When can you expect and 11 month old to stop unwanted behaviour(8 Posts)
11 month old DS2 is very mobile, walking at 10 months, trying to climb, can go up stairs and is generally into everything.
I also have a 5 year old DS1 who is physically disabled. Ds1 likes to sit in his floor sitter to watch TV after school and generally relax. Also likes sitting in this chair at weekends. He is non verbal.
Unfortunately as soon as DS2 became mobile he has targeted DS1, makes a bee line for him, climbs over him, 'pats' his face, even bitten his cheek, and always goes for the hair to pull! Ds1 can't retaliate or stop him.
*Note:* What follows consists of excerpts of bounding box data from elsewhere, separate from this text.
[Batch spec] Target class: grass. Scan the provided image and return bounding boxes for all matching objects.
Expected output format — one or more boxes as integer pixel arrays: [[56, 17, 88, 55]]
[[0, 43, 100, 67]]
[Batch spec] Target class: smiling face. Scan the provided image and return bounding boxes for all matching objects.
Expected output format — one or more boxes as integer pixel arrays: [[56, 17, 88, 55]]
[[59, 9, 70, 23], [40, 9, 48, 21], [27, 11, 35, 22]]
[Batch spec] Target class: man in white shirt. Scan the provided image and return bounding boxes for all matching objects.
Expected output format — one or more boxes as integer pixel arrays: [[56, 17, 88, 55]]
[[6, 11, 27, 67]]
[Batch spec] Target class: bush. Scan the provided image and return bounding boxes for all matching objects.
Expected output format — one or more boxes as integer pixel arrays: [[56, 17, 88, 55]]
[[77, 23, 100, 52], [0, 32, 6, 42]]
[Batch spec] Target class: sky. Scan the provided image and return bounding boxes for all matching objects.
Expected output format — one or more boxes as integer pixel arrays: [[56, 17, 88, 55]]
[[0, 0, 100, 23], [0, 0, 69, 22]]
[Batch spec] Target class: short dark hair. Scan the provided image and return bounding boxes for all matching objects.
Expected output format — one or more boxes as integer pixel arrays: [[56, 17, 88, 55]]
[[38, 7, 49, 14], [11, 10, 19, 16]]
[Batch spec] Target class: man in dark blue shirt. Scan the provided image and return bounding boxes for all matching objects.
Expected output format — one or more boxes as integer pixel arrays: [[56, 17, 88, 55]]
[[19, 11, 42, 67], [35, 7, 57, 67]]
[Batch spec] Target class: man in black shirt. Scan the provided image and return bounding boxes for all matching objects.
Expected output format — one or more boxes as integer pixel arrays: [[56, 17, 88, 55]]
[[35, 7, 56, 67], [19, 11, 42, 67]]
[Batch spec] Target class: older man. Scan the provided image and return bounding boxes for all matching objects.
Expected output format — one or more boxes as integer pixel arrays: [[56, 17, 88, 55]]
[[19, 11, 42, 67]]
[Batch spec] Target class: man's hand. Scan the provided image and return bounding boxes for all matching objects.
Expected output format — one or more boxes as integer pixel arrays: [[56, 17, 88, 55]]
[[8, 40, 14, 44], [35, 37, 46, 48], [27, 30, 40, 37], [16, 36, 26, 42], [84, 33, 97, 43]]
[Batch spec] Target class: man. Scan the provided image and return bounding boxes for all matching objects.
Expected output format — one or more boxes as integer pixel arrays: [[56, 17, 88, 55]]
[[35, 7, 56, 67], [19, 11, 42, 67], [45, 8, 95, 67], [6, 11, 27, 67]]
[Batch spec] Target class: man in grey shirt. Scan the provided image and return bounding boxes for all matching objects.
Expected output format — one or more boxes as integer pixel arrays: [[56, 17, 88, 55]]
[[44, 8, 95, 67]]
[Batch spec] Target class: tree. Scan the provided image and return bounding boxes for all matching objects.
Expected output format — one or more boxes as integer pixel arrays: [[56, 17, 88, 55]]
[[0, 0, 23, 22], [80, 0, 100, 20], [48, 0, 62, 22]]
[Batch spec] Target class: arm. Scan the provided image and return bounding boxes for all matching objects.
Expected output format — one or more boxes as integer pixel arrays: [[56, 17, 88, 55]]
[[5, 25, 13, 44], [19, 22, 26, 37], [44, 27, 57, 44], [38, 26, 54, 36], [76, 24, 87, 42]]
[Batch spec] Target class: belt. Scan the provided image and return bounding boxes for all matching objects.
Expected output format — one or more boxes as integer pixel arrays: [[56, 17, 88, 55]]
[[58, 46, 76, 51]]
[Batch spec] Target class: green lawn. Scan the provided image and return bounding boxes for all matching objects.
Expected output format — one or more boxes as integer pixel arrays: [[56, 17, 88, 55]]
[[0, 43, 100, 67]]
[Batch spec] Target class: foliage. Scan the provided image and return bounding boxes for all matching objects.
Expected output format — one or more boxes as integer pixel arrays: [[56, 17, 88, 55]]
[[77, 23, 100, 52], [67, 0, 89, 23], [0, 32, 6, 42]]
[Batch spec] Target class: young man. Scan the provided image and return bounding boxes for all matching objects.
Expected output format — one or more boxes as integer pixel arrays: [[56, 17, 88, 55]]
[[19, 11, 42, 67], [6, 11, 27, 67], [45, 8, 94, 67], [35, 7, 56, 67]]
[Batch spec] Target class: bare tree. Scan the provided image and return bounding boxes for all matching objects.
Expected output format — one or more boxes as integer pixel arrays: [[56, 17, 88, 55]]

Obviously we try to divert him, he has plenty of attention and toys, but poor DS1 is really suffering. It's not a good idea to put DS1 on the couch as he is not properly supported, although we do sometimes in desperation.
DS2 is generally a happy baby but does get jealous when anyone gives DS1 attention and will keep pestering and trying climb over us.
So the question is, can an 11 month old be 'disciplined' to leave DS1 alone and respect his space. We've tried all the practical things without success. Can we stop DS2 and if so how?
I wouldn't have thought so at that age sadly.. although I do see where you're coming from.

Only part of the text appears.